Consider how much your current projects cost versus how much you gain from them. Before starting new projects, it is also helpful to break down all the potential costs — not just upfront, but over time, especially for livestock and other critters that require maintenance.

Get innovative with energy

Whether you live off the grid or not, you can use renewable energy and other methods to reduce your electricity bills. It may be a high upfront cost, but it will save you in the long run.

Wolff not only heated her Vermont homestead with a wood stove and solar energy, but she also built the house with passive solar heating in mind.
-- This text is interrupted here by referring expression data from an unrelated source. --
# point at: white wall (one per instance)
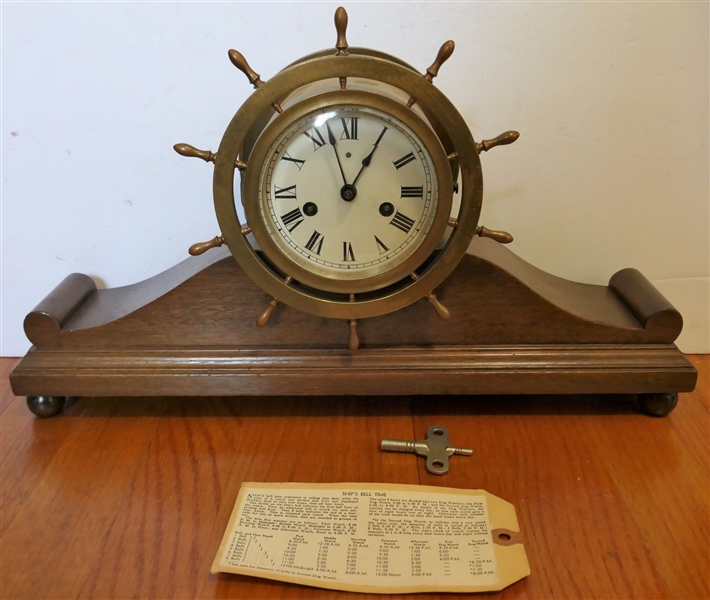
(611, 100)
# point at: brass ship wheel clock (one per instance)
(360, 187)
(348, 162)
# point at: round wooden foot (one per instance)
(45, 406)
(657, 405)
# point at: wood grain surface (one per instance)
(129, 497)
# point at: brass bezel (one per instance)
(254, 182)
(435, 105)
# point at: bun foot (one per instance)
(657, 405)
(46, 406)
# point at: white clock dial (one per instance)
(348, 192)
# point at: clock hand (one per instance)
(368, 158)
(331, 139)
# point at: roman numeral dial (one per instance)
(354, 211)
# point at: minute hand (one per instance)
(368, 158)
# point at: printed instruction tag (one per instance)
(374, 538)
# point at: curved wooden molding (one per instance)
(513, 329)
(494, 297)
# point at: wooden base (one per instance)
(514, 329)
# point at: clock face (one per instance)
(348, 193)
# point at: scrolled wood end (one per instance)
(647, 304)
(50, 315)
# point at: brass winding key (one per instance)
(435, 448)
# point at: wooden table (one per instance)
(129, 497)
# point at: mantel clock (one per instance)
(348, 189)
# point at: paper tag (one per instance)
(374, 538)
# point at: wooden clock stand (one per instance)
(514, 329)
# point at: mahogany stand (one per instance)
(190, 331)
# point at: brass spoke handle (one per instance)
(502, 237)
(202, 247)
(505, 138)
(341, 24)
(238, 60)
(440, 309)
(265, 315)
(206, 155)
(445, 52)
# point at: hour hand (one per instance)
(331, 140)
(368, 158)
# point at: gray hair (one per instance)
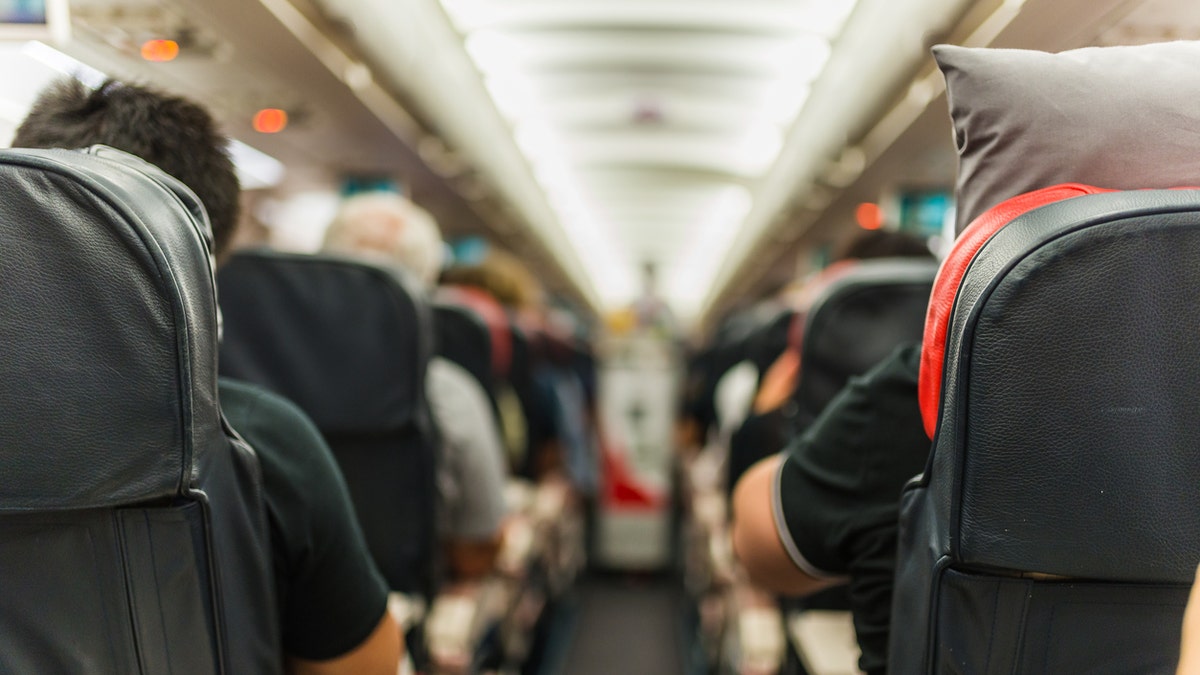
(388, 228)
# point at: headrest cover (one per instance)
(462, 338)
(346, 340)
(946, 287)
(108, 324)
(1121, 117)
(495, 317)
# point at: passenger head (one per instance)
(503, 276)
(883, 244)
(390, 228)
(175, 135)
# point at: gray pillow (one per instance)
(1113, 117)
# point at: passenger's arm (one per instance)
(1189, 651)
(377, 655)
(472, 559)
(756, 538)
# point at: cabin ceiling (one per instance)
(715, 141)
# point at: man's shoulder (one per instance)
(250, 401)
(288, 444)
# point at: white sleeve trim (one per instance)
(785, 536)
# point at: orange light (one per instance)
(869, 215)
(270, 120)
(160, 51)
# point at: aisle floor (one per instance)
(625, 625)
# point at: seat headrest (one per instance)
(490, 310)
(1068, 424)
(108, 324)
(946, 286)
(463, 338)
(346, 340)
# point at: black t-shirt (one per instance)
(330, 593)
(839, 491)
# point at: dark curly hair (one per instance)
(174, 133)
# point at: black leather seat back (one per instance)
(462, 338)
(1057, 526)
(857, 321)
(349, 342)
(132, 531)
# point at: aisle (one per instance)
(625, 626)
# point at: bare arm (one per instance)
(756, 536)
(1189, 652)
(379, 653)
(472, 559)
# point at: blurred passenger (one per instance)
(390, 230)
(333, 601)
(529, 400)
(825, 511)
(766, 430)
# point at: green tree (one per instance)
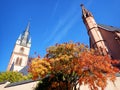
(70, 64)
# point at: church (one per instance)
(20, 54)
(102, 37)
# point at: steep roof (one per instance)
(108, 28)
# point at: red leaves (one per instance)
(68, 58)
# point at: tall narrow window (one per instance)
(17, 61)
(21, 50)
(20, 61)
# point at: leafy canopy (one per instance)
(70, 64)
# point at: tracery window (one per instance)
(18, 61)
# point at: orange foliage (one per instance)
(75, 61)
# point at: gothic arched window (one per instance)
(20, 61)
(21, 50)
(17, 61)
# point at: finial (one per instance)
(28, 26)
(81, 5)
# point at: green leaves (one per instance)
(13, 76)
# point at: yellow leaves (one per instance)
(91, 68)
(39, 67)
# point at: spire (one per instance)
(85, 12)
(25, 36)
(20, 36)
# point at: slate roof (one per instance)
(108, 28)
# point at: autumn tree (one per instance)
(71, 64)
(13, 76)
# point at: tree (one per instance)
(69, 64)
(13, 76)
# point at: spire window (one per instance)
(18, 61)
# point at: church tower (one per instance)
(96, 40)
(19, 57)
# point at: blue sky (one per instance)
(51, 21)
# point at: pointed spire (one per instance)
(29, 40)
(85, 12)
(28, 27)
(20, 36)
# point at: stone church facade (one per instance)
(19, 58)
(104, 38)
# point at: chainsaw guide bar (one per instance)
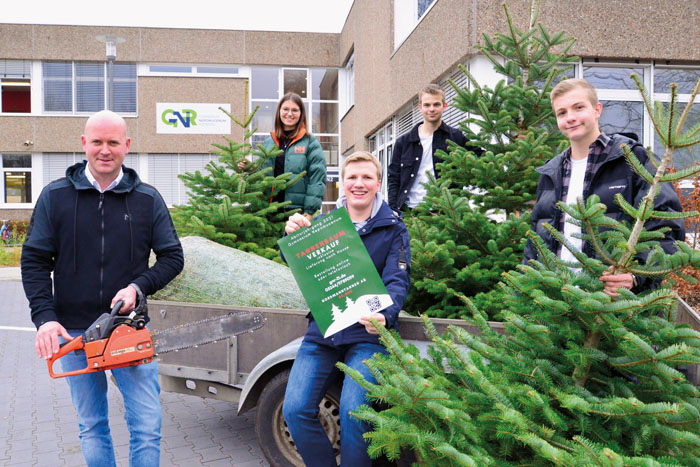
(206, 331)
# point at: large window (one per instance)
(16, 180)
(15, 86)
(163, 170)
(318, 88)
(81, 87)
(623, 108)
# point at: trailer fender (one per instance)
(264, 371)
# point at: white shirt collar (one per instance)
(96, 184)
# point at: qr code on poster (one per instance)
(374, 304)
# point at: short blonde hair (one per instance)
(571, 84)
(361, 156)
(432, 89)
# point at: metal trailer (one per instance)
(252, 369)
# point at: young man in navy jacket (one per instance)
(414, 153)
(386, 239)
(95, 229)
(594, 164)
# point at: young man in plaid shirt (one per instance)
(594, 164)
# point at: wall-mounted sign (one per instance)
(192, 119)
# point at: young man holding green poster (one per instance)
(386, 239)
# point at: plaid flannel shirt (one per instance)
(595, 150)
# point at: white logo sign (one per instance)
(192, 119)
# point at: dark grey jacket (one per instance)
(613, 176)
(405, 162)
(95, 244)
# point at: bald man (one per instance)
(95, 229)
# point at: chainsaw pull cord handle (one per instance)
(75, 344)
(66, 348)
(116, 308)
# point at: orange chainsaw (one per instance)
(116, 341)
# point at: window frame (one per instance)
(74, 89)
(26, 75)
(33, 180)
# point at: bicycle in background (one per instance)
(7, 236)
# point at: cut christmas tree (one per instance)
(233, 206)
(469, 229)
(580, 377)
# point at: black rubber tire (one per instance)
(271, 430)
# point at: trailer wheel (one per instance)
(271, 429)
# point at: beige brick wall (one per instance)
(387, 79)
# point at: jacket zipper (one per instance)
(100, 208)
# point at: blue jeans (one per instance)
(312, 373)
(139, 387)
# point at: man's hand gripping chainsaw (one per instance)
(116, 341)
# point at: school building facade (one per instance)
(359, 86)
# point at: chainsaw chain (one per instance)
(259, 323)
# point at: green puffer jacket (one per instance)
(304, 154)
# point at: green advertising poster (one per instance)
(334, 272)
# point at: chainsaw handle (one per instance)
(116, 308)
(70, 346)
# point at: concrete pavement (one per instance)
(38, 424)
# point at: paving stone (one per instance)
(247, 434)
(242, 454)
(46, 447)
(193, 462)
(225, 462)
(182, 453)
(20, 434)
(221, 433)
(170, 430)
(18, 456)
(251, 463)
(23, 464)
(194, 432)
(22, 444)
(48, 458)
(202, 442)
(74, 459)
(212, 454)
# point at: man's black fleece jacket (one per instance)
(95, 244)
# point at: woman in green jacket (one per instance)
(301, 152)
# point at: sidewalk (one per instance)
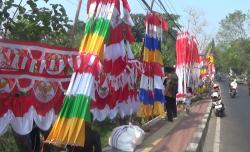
(174, 136)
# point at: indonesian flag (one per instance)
(69, 127)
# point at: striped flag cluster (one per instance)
(151, 86)
(69, 127)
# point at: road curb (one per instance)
(198, 138)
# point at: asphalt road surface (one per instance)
(232, 132)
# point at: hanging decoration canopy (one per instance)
(29, 91)
(69, 127)
(187, 63)
(117, 91)
(210, 63)
(151, 86)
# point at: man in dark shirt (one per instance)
(171, 89)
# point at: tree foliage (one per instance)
(233, 27)
(233, 48)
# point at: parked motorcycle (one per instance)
(217, 105)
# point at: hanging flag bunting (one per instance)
(29, 92)
(117, 91)
(187, 63)
(151, 86)
(69, 127)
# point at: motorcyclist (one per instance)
(216, 92)
(233, 85)
(248, 84)
(216, 88)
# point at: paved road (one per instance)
(232, 132)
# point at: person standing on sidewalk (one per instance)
(171, 89)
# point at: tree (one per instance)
(29, 22)
(233, 27)
(196, 26)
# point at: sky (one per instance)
(213, 10)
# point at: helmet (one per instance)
(215, 95)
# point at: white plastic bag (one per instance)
(126, 137)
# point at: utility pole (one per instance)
(76, 21)
(146, 4)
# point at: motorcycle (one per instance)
(232, 92)
(217, 105)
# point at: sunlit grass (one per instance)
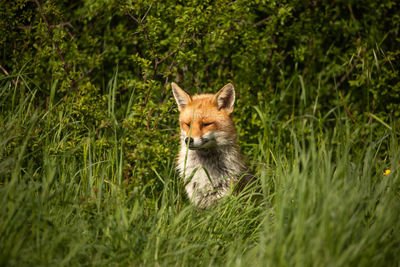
(324, 202)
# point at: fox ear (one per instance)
(225, 98)
(182, 98)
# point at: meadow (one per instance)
(327, 202)
(89, 132)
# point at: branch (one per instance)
(50, 32)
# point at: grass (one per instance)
(325, 201)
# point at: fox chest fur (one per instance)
(209, 160)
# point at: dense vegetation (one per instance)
(89, 132)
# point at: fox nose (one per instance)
(190, 140)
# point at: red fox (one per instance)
(209, 160)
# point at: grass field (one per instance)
(327, 200)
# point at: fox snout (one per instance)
(198, 143)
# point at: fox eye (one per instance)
(207, 124)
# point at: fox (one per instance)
(209, 160)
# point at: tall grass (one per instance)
(324, 202)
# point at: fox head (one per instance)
(205, 119)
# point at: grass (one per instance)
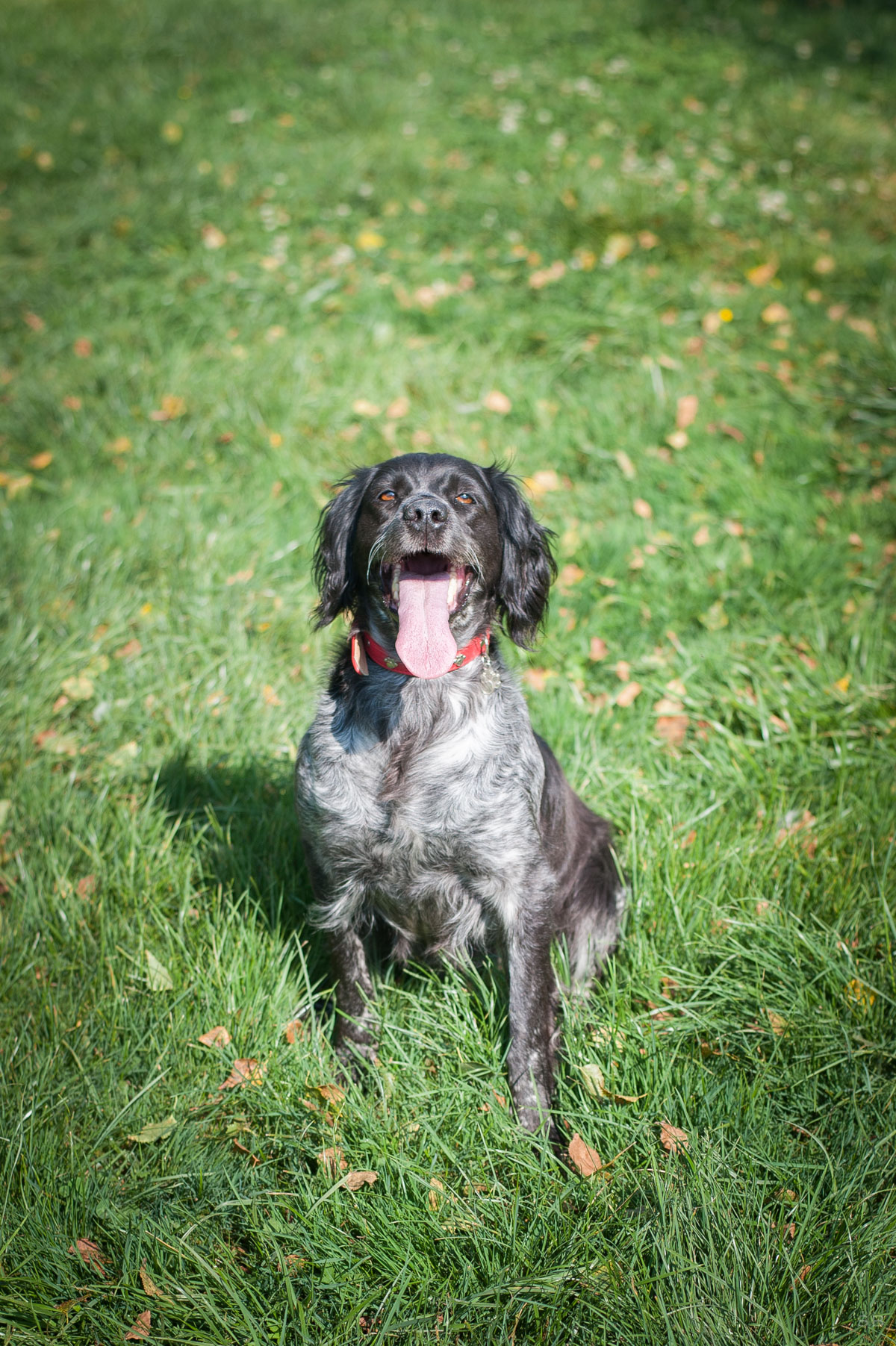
(260, 224)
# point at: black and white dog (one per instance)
(426, 800)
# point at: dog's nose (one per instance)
(423, 512)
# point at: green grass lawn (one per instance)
(642, 253)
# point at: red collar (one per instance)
(361, 644)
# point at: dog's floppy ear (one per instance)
(528, 566)
(334, 567)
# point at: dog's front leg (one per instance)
(354, 990)
(533, 1004)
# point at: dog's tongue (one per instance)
(426, 644)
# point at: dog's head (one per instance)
(426, 549)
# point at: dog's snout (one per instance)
(423, 512)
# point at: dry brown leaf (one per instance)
(140, 1327)
(90, 1253)
(217, 1037)
(543, 481)
(672, 1138)
(597, 1086)
(763, 273)
(686, 411)
(497, 402)
(358, 1177)
(149, 1284)
(585, 1159)
(246, 1071)
(332, 1162)
(627, 695)
(672, 729)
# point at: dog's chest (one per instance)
(458, 829)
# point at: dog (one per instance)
(427, 803)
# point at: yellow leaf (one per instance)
(686, 411)
(497, 402)
(369, 240)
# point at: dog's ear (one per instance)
(334, 567)
(528, 566)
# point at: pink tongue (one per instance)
(426, 644)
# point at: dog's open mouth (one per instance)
(426, 590)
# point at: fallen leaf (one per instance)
(369, 240)
(627, 695)
(686, 411)
(149, 1284)
(332, 1162)
(246, 1071)
(158, 976)
(213, 237)
(497, 402)
(597, 1086)
(129, 650)
(217, 1037)
(171, 408)
(763, 273)
(626, 464)
(358, 1177)
(544, 481)
(154, 1131)
(672, 729)
(585, 1159)
(90, 1253)
(570, 573)
(140, 1327)
(673, 1139)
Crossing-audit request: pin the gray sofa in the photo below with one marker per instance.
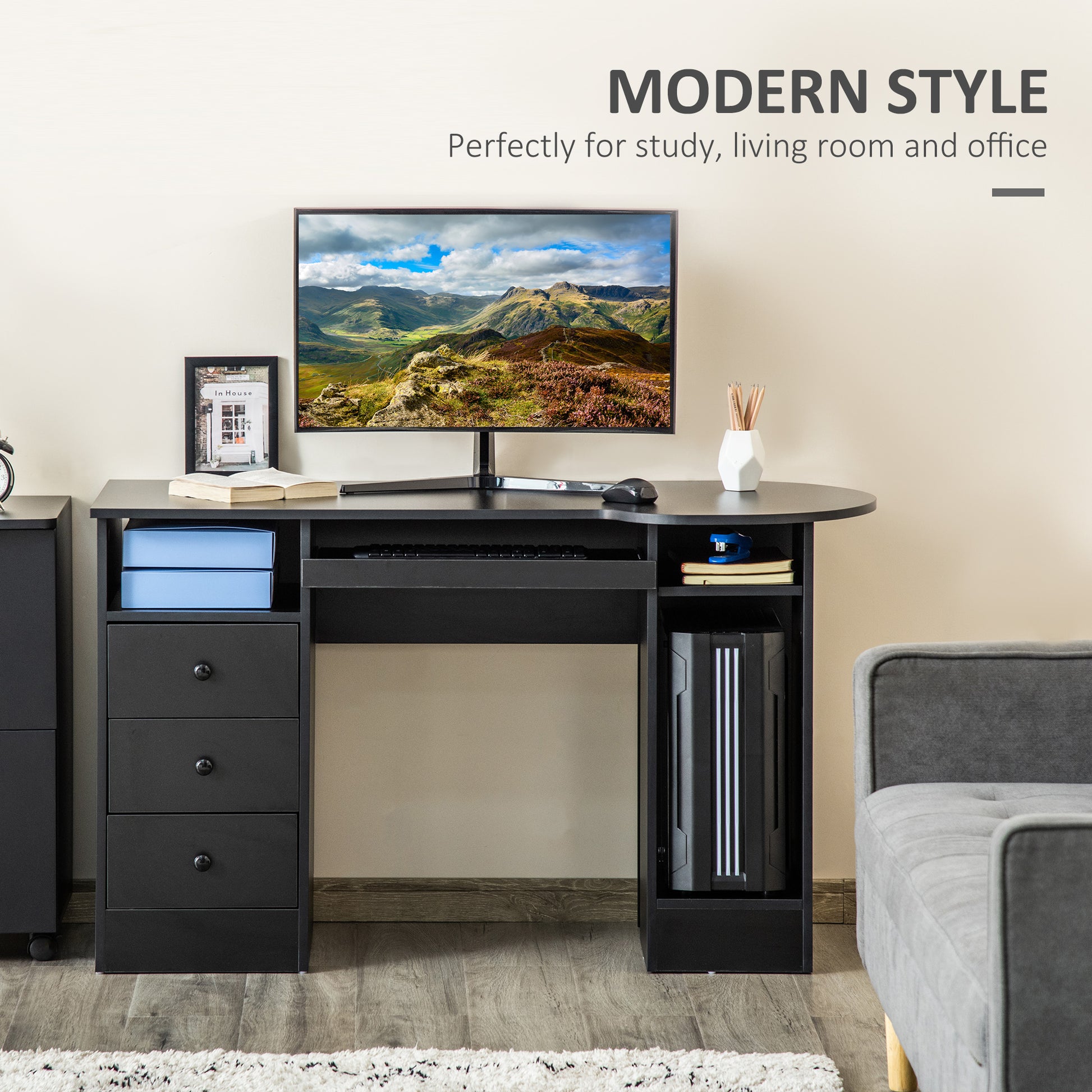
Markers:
(974, 861)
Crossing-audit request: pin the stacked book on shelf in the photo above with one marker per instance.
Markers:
(761, 567)
(197, 568)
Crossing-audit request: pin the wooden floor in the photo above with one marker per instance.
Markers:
(506, 987)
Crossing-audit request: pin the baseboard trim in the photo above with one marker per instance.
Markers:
(351, 899)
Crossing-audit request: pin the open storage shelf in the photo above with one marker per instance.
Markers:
(724, 591)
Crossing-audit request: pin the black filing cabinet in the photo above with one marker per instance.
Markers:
(35, 718)
(201, 796)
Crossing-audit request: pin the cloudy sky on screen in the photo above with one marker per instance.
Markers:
(483, 254)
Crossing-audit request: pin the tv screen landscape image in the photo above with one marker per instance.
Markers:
(484, 320)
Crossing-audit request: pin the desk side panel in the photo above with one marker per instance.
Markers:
(29, 667)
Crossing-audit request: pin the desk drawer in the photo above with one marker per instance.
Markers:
(248, 861)
(245, 766)
(253, 671)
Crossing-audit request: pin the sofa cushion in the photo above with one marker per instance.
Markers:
(925, 850)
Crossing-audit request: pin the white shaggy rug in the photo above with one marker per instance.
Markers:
(401, 1070)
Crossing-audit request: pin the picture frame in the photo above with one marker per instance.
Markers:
(231, 414)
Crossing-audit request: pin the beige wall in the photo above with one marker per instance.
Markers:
(920, 340)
A large, south-facing window helped heat the house to nearly 80 degrees when the sun was intense, even during the winter.

Wolff said that it took about five years for her renewable energy system to pay itself off, but once it did, her yearly electric bill was about $300.

Make saving a habit

Perhaps the best way to save money is to consciously decide that certain funds are off limits because they are reserved for savings.

“Make saving a habit,” Wolff said. “When you get your paycheck, a certain amount goes into your savings, so you’re not carrying a lot of debt.”

Saving consistently will help pay for important, expensive milestones in the future.

“I’ll also put a [percentage] of my paycheck away into separate accounts before it ever hits my bank account,” Dibble said. “This means retirement, savings and the kids’ college funds are automatically taken care of so I don’t have to worry about it.”